Close down redundant ministries

Indian Express, 6 June 2005


The existence of these ministries, and the large number of civil servants employed by them, creates powerful vested interests to block reforms

Recently, as on many occasions over the last one year, Prime Minister Manmohan Singh talked about reforming the bureaucracy. Yes, the Indian bureaucracy needs to be reformed through changes in recruitment, promotions, evaluations and such related matters. But while it is true that reform of the bureaucracy is important, it is not enough in this era of economic reforms. There is a need to take a second look at the role of the bureaucracy and take difficult decisions like closing down redundant ministries. Keeping them alive takes away from good governance.

Increasing liberalisation of both trade and industry has made a number of ministries and functions—created during the period of import restrictions and industrial licencing—redundant. Not only are they not necessary, the existence of these ministries and the large number of civil servants employed by them, creates powerful vested interests to hold back reforms. The presence of a bureaucracy whose rent-seeking interests are aligned with the continuation of controls can create resistance to reforms.
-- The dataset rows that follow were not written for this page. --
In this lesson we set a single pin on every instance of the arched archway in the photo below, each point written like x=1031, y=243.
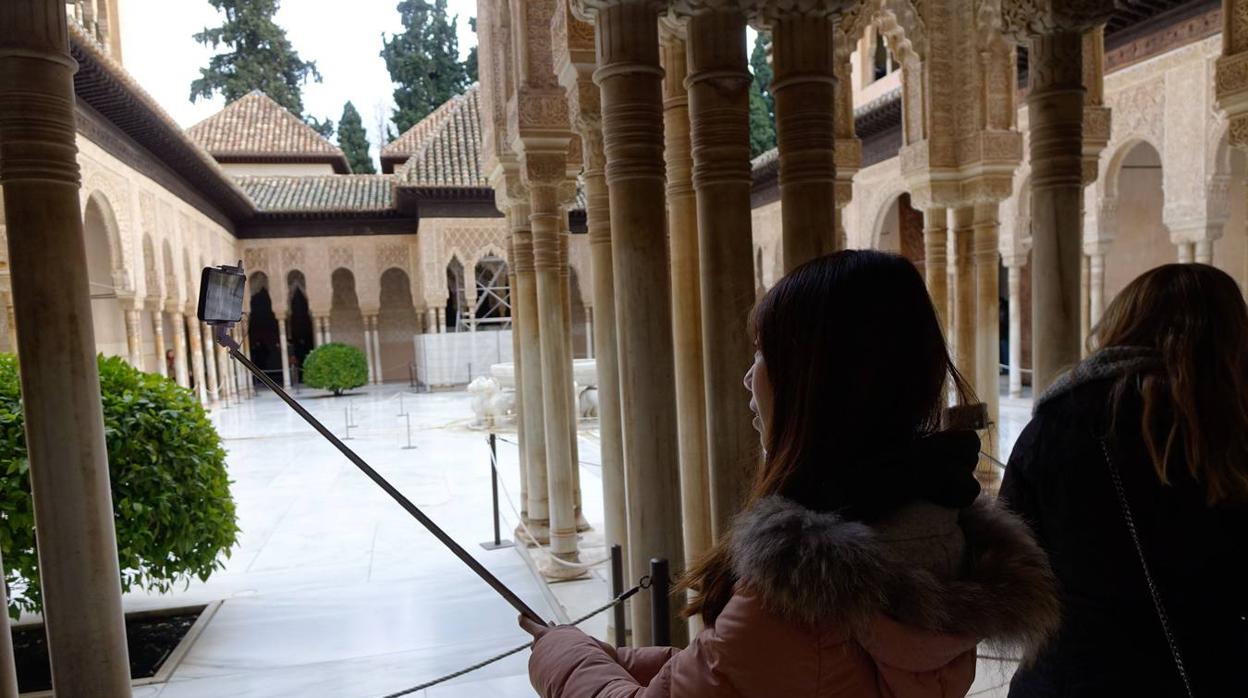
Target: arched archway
x=109, y=321
x=397, y=322
x=1141, y=241
x=346, y=320
x=900, y=230
x=266, y=350
x=298, y=325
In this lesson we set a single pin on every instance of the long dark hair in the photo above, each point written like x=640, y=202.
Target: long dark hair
x=1196, y=402
x=856, y=362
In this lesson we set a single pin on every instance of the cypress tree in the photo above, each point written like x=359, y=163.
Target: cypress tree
x=763, y=109
x=353, y=141
x=257, y=56
x=423, y=60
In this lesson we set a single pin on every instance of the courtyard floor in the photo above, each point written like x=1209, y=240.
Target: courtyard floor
x=333, y=591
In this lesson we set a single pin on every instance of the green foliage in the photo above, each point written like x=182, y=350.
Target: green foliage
x=763, y=106
x=257, y=56
x=423, y=60
x=172, y=510
x=336, y=367
x=355, y=141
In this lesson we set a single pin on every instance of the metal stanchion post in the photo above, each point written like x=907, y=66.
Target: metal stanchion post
x=498, y=542
x=617, y=589
x=660, y=626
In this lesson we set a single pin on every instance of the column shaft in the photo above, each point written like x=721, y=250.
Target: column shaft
x=719, y=114
x=935, y=265
x=192, y=335
x=180, y=373
x=286, y=356
x=1056, y=109
x=1014, y=281
x=555, y=371
x=610, y=436
x=987, y=319
x=532, y=401
x=159, y=339
x=629, y=78
x=134, y=339
x=210, y=363
x=805, y=96
x=685, y=305
x=60, y=382
x=964, y=296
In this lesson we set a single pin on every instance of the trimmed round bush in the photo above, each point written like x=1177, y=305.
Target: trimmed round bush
x=172, y=511
x=336, y=367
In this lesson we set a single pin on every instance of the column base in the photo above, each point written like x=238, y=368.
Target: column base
x=541, y=530
x=554, y=572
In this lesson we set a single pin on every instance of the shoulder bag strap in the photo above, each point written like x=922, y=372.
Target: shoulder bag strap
x=1143, y=563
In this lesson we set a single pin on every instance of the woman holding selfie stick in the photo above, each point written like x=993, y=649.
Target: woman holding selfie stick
x=864, y=563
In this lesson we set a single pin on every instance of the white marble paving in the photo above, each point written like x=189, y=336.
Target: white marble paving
x=333, y=591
For example, the government did away with import licencing more than a decade ago. Yet the ministry that was created to implement such licencing—the Ministry of Commerce—remains. The staff size of the Commerce Ministry has hardly been cut. Even the export promotions that these civil servants attempt hardly compares with that done by the companies themselves. India’s biggest export growth is in IT and BPO where the role of the Commerce Ministry is minimal. The role of the ministry in the times of import licencing, foreign exchange shortages and under the regime of export promotion to Russia and East European Countries, perhaps, justified its size. Today, its regulatory role is non-existent.

Instead, its genuine governance functions are now limited to WTO-related issues. Yet, the change in its role has not resulted in a significant restructuring and reduction in its size. The ministry can be closed down, and the WTO negotiations group can be moved into the Ministry of Finance.

The case of the Ministry of Steel is similar. Perhaps, its staff had something useful to do when it was expected to coordinate growth and production in the steel industry. With the ushering in of reforms in the 1990s, over half of the steel production now happens in the private sector. In fact, the role of the Joint Plant Committee was to make guidelines for the production and distribution of steel materials.

There needs to be a recognition of the fact that this ministry and its departments have no reason to exist. As with steel, we have a series of ministries for specific industries. But industrial policy, in the sense of government taking interest in which industry does well and which does not, is now obsolete. India has an extremely bloated set of ministries, by world standards.

These ministries now merely lobby for their industries, while extracting rents from them. Each of these ministries should be closed down. Prime examples of these include the Ministry of Heavy Industries, the Ministry of Food Processing, the Ministry of Chemicals and Fertilisers and the Ministry of Textiles.

Manmohan Singh should first pick on the 20 ministries that do not produce public goods, have outlived their roles, were created for a planned socialist economy and fostered by an non-liberal state, and have the least connection to legitimate concerns of governance. In the next Cabinet reshuffle, he can then shut them down if possible, or hide them away as departments in different ministries.

On the other hand, the UPA government was very quick to shut down the one ministry that should not have been closed—the Disinvestment Ministry—and to tuck it away as a department in the Ministry of Finance where it has slumbered ever since. It has lost its effectiveness now in the face of ministries like Heavy Industry.

By shutting down redundant ministries, two objectives can be achieved. First, the extent of their interference in the economy would go down as their power would be reduced. This would yield benefits to the economy. Second, public expenditure over these—often harmful—ministries would decline over time, as posts would not be filled up. The resources released can then be spent on genuine governance.